Washington: An international team of astronomers has discovered a trio of hot worlds larger than Earth orbiting a much younger version of our Sun called TOI 451. The system resides in the recently discovered Pisces-Eridanus stream, a collection of stars less than 3 per cent the age of our solar system that stretches across one-third of the sky.
The researchers believe that the newly discovered planetary system, detailed in The Astronomical Journal, will provide researchers with the rare chance to study a group of growing planets.
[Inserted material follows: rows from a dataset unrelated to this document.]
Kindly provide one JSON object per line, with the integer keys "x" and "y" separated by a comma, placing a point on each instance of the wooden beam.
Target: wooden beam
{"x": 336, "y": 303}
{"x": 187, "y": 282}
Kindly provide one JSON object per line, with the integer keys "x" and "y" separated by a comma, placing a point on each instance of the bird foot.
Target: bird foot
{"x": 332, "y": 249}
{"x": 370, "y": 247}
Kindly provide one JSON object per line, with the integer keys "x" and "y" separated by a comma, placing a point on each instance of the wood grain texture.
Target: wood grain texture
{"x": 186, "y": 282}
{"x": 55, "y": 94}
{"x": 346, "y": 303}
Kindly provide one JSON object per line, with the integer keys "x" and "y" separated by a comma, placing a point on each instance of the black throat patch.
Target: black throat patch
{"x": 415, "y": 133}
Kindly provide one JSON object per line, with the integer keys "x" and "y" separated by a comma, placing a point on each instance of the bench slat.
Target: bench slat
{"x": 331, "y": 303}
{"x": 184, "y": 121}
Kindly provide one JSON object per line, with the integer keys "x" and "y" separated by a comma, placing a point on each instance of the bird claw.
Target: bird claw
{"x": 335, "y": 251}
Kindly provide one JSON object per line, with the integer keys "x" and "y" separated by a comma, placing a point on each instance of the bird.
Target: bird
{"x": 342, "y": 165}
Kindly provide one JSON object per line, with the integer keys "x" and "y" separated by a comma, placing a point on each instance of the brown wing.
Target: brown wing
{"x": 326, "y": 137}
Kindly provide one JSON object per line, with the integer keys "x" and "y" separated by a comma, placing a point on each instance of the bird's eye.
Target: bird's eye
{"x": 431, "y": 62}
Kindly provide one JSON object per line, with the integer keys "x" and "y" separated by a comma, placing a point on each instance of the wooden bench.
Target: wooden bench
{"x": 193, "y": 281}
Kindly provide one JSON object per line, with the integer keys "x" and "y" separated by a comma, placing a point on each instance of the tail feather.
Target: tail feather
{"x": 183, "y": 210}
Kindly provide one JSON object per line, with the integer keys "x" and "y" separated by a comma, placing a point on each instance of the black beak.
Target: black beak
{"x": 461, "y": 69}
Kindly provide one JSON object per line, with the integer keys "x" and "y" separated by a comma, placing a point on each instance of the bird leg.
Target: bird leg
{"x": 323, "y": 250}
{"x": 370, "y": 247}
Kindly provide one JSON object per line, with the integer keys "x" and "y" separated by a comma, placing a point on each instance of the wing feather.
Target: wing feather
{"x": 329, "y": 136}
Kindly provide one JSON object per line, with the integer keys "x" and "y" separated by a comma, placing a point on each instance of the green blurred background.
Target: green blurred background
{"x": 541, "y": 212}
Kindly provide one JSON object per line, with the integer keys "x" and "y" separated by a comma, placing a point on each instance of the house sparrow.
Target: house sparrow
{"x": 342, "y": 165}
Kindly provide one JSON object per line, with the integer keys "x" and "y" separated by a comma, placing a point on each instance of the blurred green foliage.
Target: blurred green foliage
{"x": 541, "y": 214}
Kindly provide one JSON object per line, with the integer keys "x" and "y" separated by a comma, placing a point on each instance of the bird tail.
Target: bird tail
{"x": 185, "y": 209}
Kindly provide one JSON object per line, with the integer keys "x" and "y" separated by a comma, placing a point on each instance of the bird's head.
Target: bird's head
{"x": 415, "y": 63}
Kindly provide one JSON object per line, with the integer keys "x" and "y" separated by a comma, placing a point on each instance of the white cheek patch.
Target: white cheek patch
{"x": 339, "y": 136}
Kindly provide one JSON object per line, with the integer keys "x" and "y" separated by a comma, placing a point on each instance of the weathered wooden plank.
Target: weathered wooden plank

The planets were discovered in images taken by NASA's Transiting Exoplanet Survey Satellite (TESS) between October and December 2018.
Follow-up studies of TOI 451 and its planets included observations made in 2019 and 2020 using NASA's Spitzer Space Telescope, which has since been retired, as well as many ground-based facilities. Archival infrared data from NASA's Near-Earth Object Wide-Field Infrared Survey Explorer (NEOWISE) satellite suggests the system retains a cool disk of dust and rocky debris.
Other observations show that TOI 451 likely has two distant stellar companions circling each other far beyond the planets. "This system checks a lot of boxes for astronomers," said lead researcher Elisabeth Newton, Assistant Professor at Dartmouth College in Hanover, New Hampshire, US.
"It's only 120 million years old and just 400 light-years away, allowing detailed observations of this young planetary system. And because there are three planets between two and four times Earth's size, they make especially promising targets for testing theories about how planetary atmospheres evolve."